Soylu, "Bu leş sürüsüne diyeceğim o ki tamamen temizleyene kadar ve bitirene kadar sözümüz onlara o dur ki bu mücadelemiz acımasızca devam edecektir. Kimsenin mazeretine bakmayacağımızı, bu akşam hastanelerde ziyaret ettiğimiz, yüz yüze geldiğimiz ve ahitleştiğimiz arkadaşlarımızın hepimize, bütün bakan arkadaşlarımıza, Sayın Başbakan Yardımcımızın başkanlığında, belki lafzen değil ama kalben verdiğimiz sözdür. Bu memleket çok badirelerden geçti, milletimizin sabrıyla, vakarıyla ve asaletiyle bunları da geçireceğimize inanıyoruz. Tekrar başımız sağolsun ve geçmiş olsun dileklerimizi iletiyoruz" diye konuştu.
Soylu'nun ardından söz alan Sağlık Bakanı Akdağ ise "Hastanelerimizde kayıtlı hasta sayısı 166, bunlardan 20'si evlerine gönderilebilmiştir. Şu anda halihazırda ameliyat halinde olan 17 kardeşimiz var. 6 kardeşimiz de yoğun bakımda, yoğun bakımda olan kardeşlerimizin 3'ünün durumu oldukça ciddi" şeklinde konuştu.
BAKANLAR OLAY YERİNDE İNCELEMELERDE BULUNDU
Başbakan Yardımcısı Numan Kurtulmuş, İçişleri Bakanı Süleyman Soylu, Sağlık Bakanı Recep Akdağ ile Aile ve Sosyal Politikalar Bakanı Fatma Betül Sayan Kaya, bombalı saldırının meydana geldiği yerde inceleme yaptı.
Burada incelemelerde bulunan Kurtulmuş ve beraberindeki bakanlar, İstanbul Valisi Vasip Şahin ve Emniyet Müdürü Mustafa Çalışkan'dan bilgi aldı.
Sağlık Bakanlığı, İstanbul'daki patlama sonrasında hastanelerde kan ihtiyacının bulunmadığını duyurdu.
BEŞİKTAŞ KULÜBÜ'NDEN AÇIKLAMA
Beşiktaş Kulübü'nün internet sitesinde yer alan açıklamada, saldırıda, Vodafone Arena'dan Sorumlu Özel Güvenlik Şube Emniyet Müdürü ve Kongre Üyeleri Vefa Karakurdu ile Kartal Yuvası mağazası çalışanlarından 29 yaşındaki Tunç Uncu'nun şehit olmasından derin üzüntü duyulduğu belirtildi.

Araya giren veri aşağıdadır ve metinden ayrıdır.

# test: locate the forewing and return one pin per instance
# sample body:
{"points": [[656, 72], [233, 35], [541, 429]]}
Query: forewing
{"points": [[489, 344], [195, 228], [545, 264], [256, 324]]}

Açıklamada, "Hain saldırıda kaybettiğimiz tüm şehitlerimize Allah'tan rahmet, ailelerine, yakınlarına, sevenlerine ve camiamıza başsağlığı, yaralılarımıza da acil şifalar dileriz." ifadelerine yer verildi.
6 CUMHURİYET SAVCISI GÖREVLENDİRİLDİ
İstanbul Cumhuriyet Başsavcılığı, Beşiktaş Vodafone Arena Stadı yakınında düzenlenen bombalı araçla saldırıya ilişkin 1 başsavcı vekili ile 5 cumhuriyet savcısı görevlendirdi.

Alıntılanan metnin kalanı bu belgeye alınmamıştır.